Bioéconomie·26 octobre
La Télédétection au Chevet des Forêts : Traquer le Scolyte depuis l'Espace

Les forêts françaises font face à des menaces grandissantes. Depuis les sécheresses successives initiées en 2018, les peuplements résineux du Grand Est de la France subissent des attaques massives de scolytes (notamment le typographe), de petits insectes ravageurs qui profitent du stress hydrique des épicéas pour s'y multiplier et les tuer. Face à l'ampleur du phénomène, les observations terrestres classiques ne suffisent plus. Il faut prendre de la hauteur.
C'est ici qu'intervient la télédétection optique spatiale, une technologie qui permet de surveiller la santé de la canopée à l'échelle d'un pays entier, en captant des signaux invisibles à l'œil nu.
La physique de la lumière : voir la soif des arbres
Comment un satellite situé à près de 800 kilomètres d'altitude peut-il savoir qu'un arbre est malade avant même que ses feuilles ne tombent ? Tout repose sur la physique de la lumière et la réflectance, c'est-à-dire la capacité d'un objet à renvoyer la lumière du Soleil.
L'œil humain ne perçoit que le domaine du visible. Un arbre en bonne santé nous apparaît vert car la chlorophylle absorbe fortement le bleu et le rouge, et réfléchit le vert. Mais la véritable magie s'opère dans l'infrarouge.
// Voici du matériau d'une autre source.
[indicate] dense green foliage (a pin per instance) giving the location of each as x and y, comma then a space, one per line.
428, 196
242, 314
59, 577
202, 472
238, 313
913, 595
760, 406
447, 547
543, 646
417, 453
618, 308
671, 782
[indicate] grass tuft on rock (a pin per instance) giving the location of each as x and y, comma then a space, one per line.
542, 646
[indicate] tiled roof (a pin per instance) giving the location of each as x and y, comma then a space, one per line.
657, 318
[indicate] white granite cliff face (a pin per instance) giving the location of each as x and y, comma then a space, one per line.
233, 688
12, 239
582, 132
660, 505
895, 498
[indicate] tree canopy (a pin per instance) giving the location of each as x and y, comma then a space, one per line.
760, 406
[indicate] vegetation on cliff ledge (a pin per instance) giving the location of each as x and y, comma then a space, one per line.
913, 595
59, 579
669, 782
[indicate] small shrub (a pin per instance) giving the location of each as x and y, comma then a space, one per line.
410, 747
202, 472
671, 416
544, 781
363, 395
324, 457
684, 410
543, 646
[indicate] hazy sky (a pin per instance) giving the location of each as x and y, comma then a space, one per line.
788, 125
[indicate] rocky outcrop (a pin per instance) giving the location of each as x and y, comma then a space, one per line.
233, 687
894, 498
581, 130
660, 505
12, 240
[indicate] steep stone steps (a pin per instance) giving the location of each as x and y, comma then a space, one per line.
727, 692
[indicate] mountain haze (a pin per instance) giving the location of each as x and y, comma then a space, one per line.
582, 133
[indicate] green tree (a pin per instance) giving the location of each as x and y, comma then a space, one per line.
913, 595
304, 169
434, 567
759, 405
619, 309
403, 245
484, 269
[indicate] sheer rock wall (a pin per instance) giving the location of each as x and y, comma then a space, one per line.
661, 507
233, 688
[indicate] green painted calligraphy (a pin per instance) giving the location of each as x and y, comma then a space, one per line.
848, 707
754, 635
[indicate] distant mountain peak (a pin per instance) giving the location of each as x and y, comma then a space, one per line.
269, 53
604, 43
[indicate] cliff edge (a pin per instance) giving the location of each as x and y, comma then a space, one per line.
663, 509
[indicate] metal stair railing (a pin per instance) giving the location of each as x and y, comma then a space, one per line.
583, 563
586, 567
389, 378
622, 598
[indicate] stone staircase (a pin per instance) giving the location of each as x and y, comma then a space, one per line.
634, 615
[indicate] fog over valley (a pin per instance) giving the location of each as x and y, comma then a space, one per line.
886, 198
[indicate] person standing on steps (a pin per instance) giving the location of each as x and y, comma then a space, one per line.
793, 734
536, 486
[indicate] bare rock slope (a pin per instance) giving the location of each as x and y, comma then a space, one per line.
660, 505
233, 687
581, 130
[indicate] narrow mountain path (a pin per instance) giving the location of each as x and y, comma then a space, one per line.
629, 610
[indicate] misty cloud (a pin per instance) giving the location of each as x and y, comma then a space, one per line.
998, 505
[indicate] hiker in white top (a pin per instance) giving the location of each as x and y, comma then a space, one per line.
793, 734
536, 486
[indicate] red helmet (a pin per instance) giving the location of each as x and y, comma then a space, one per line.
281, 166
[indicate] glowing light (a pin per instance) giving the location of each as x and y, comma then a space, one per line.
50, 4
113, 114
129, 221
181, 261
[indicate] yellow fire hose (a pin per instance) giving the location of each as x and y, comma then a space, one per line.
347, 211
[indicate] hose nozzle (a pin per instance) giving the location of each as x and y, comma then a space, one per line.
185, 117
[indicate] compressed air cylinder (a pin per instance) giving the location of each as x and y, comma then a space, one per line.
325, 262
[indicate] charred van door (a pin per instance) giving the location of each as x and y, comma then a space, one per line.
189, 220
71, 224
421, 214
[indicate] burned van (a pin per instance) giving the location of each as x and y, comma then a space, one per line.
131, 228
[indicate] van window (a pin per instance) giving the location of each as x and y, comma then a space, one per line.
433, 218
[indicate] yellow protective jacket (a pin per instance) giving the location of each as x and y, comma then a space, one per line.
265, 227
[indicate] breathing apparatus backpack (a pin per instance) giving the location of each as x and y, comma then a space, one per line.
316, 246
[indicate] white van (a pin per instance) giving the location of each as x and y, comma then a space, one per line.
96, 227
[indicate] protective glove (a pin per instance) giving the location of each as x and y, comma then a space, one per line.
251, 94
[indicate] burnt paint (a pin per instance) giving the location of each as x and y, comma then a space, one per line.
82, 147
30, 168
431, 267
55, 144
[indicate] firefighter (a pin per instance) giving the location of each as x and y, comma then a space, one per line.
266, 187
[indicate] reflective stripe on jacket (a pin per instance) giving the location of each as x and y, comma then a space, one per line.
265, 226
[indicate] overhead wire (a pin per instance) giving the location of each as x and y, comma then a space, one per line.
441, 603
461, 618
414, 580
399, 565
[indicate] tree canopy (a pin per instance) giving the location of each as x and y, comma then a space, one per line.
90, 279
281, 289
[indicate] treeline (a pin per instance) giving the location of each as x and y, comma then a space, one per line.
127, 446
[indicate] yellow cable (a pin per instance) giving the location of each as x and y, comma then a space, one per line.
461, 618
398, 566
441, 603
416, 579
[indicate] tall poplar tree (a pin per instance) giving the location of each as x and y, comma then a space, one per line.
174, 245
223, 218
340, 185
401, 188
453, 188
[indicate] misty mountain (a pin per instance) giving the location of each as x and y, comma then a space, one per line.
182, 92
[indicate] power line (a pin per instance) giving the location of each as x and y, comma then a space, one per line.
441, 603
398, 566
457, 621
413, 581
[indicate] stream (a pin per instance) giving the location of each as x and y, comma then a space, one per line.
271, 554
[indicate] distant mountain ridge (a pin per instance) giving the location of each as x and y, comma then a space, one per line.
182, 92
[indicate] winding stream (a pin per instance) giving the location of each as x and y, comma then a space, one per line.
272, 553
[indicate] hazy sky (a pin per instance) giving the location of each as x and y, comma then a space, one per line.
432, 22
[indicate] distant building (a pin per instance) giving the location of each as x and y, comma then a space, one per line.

Une végétation saine réfléchit massivement le proche infrarouge. Si l'on s'aventure plus loin dans le spectre, dans le domaine du "moyen infrarouge" (SWIR), la réflectance chute brusquement : c'est l'eau contenue dans les feuilles qui absorbe ces longueurs d'onde. Lorsqu'un arbre est stressé (par la sécheresse ou une attaque d'insectes), sa teneur en eau diminue et la structure de ses cellules se dégrade. Résultat : il réfléchit beaucoup plus de rouge (il brunit) et surtout, il modifie radicalement sa signature dans l'infrarouge. C'est ce signal de détresse précis que captent les satellites comme Sentinel-2.
L'algorithme FORDEAD : la traque temporelle
Pour exploiter cette propriété physique, les scientifiques (notamment d'INRAE et du laboratoire TETIS) ont développé une méthode d'analyse novatrice nommée FORDEAD. Plutôt que de regarder une simple photo à un instant T, l'algorithme analyse des séries temporelles denses d'images satellites (Sentinel-2 repasse tous les cinq jours).
La méthode repose sur l'identification d'anomalies :
- Modélisation de la norme : L'algorithme apprend d'abord le comportement saisonnier "normal" de l'indice de végétation d'un pixel de forêt saine au fil des saisons (sur la base d'années antérieures comme 2016-2017).
- Détection de la rupture : Il suit ensuite ce même pixel en temps réel. Si la signature infrarouge s'écarte trop de la courbe normale prévue, et ce de manière répétée, le système déclenche une alerte d'anomalie de végétation.
De la donnée brute à la cartographie stratégique
Bien que la méthode ne soit pas parfaite (le satellite détecte une souffrance végétale globale et peut parfois confondre une coupe sylvicole ou un bris de cime avec une attaque de scolyte), elle offre une vision macroscopique inédite.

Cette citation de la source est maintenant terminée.